Defensive back Rod Babers was part of that 1998 class that laid the foundation for future success at Texas. Babers was one of the best prep cornerbacks in the country with offers from Florida State, Penn State, Texas A&M and numerous others. Brown walked into Babers’ house as the Houston Lamar product was making a decision and did what Brown does best: Read a room.
“Mack would be a great poker player or a politician. He is insanely good at figuring out what matters most to a person. My mom wanted me to become the first person to graduate college. Mack guaranteed her that when he was on my couch. I knew then that my mom was sold on Texas,” Babers recalled. “As he was leaving the house, Mack turned to me and said ‘Rod, we can’t win a national championship without you’ and that’s all I needed to hear.”
Brown posted winning seasons in 15 of his 16 years at the helm. His recruiting prowess eventually led the Longhorns to a national championship with Houston native Vince Young leading the charge. Brown prided himself on making Texas the home for the state’s top players. He immediately thanked the Texas high school football community after raising the BCS trophy.
“Most players would love to stay (in their state) if they had the right opportunity and story,” said Drew Kelson, a former defender on that national championship squad. “Mack wants players to know that home will always be home and that the university is there to help after football. No one goes to Alabama hoping to move their mom there after college. It’s about being a legend where your parents already live.”
Brown is now back at North Carolina and continues to build on his reputation as an elite recruiter. The Tar Heels’ current 2021 class is ranked second in the nation, only trailing Ohio State. Brown flipped four-star quarterback Drake Maye, a North Carolina native, from Alabama in March. Thirteen of his team’s 14 pledges play high school football in North Carolina. The man believes in owning his immediate territory.

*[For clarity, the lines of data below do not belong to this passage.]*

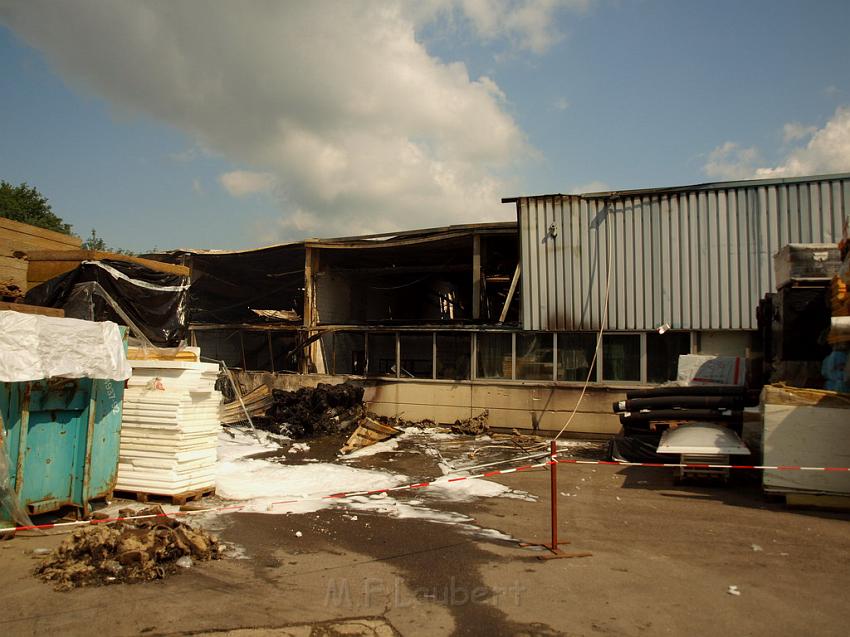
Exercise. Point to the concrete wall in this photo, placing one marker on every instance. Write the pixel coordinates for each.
(511, 405)
(728, 343)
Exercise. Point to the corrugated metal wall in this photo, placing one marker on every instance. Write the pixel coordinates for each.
(698, 258)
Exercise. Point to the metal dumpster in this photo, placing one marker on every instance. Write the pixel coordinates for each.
(62, 438)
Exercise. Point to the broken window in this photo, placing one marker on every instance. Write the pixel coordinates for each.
(495, 355)
(220, 345)
(575, 353)
(662, 354)
(534, 356)
(285, 352)
(381, 351)
(453, 356)
(349, 353)
(621, 357)
(417, 355)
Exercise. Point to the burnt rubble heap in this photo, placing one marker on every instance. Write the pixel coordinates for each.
(327, 409)
(132, 551)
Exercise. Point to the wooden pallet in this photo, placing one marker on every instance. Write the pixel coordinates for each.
(175, 499)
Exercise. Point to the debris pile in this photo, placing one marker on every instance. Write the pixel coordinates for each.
(327, 409)
(474, 426)
(129, 552)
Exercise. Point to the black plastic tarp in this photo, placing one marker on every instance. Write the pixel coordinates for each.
(150, 302)
(225, 286)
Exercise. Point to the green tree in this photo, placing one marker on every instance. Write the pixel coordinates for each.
(95, 243)
(26, 204)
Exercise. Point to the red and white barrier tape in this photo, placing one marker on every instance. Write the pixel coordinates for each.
(430, 483)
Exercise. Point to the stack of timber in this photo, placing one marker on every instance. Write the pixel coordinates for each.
(368, 432)
(658, 408)
(808, 428)
(17, 239)
(169, 430)
(257, 403)
(47, 264)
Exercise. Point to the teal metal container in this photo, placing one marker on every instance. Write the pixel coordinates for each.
(62, 437)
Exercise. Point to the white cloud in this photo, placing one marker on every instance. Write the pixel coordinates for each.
(795, 131)
(731, 161)
(358, 124)
(590, 186)
(561, 104)
(827, 151)
(529, 25)
(241, 183)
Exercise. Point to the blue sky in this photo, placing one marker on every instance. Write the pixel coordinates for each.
(213, 127)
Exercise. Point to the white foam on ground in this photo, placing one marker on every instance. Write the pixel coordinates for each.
(265, 485)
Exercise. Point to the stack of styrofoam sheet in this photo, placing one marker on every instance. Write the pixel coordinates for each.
(169, 428)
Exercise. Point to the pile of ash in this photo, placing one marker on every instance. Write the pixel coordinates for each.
(327, 409)
(131, 551)
(474, 426)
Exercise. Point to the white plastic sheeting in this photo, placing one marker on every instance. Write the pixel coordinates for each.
(702, 438)
(34, 347)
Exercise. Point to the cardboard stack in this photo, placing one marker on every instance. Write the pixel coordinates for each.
(172, 415)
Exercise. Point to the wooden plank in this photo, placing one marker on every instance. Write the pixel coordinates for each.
(13, 271)
(32, 309)
(476, 276)
(47, 238)
(511, 293)
(40, 271)
(97, 255)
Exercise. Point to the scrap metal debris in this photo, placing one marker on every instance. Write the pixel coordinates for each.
(129, 552)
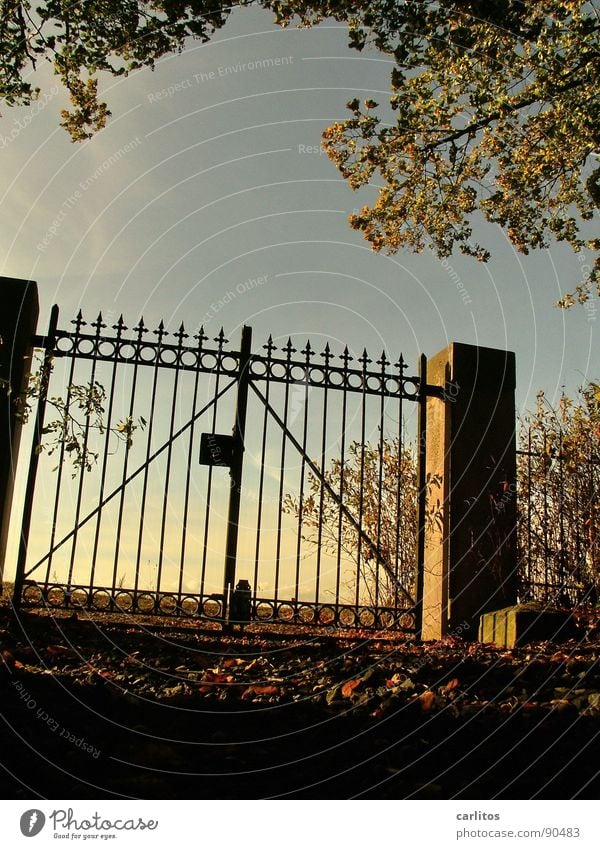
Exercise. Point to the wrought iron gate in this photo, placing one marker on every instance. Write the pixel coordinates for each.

“Mack knows how to keep the best guys at home,” Kelson said. “He connects great with families and he doesn’t recruit out of desperation or have negative things to say about players even if they are entertaining other options.”
Babers thinks it’s Brown’s ability to assimilate into a culture.
“Mack knew what mattered to people in Texas, so he became one of us even though he’s from Tennessee,” Babers said. “He does a great deal of research about a place and what makes the people in that place tick. He’s a chameleon. He can remember little tidbits about a person or someone’s name after meeting them one or two times. Those things make people feel special. He’s great at making you feel like the most important thing. I even talked to Sally (Brown) as much as Mack during recruiting.”
Head coaches constantly speak about building a culture within their program. Brown’s culture was never about fear or coercion, said former defensive end Tim Crowder. Instead, he focuses on family, winning and fun.
“First, Mack is a genuinely good person. He is the same person all the time, whether it’s at a practice field or a team dinner. He’s honest and his actions prove that.”
Brown can undoubtedly rely on his past success to help recruit at North Carolina. The Tar Heels floundered in the two decades that Brown was in Austin or on television. The long-time ball coach wanted to scratch one last coaching itch at the university that helped launch his head coaching career. The skins he put on the wall at Texas still help him on the recruiting trail.
“Mack has the advantage of high success recruiting and winning at Texas with the added time on the sideline to build the hunger and know exactly how to do everything better this time around,” Kelson explained. “Mack knows how to pick the right place.”
The right place for Brown is back in North Carolina. His old players remain faithful to him as a man and a coach because of one simple fact.
“You have never heard a former player say that Mack lied to him,” Crowder said. “He hires coaches with that same character. Recruiting, and playing for a program, is about trust. He doesn’t break that trust.”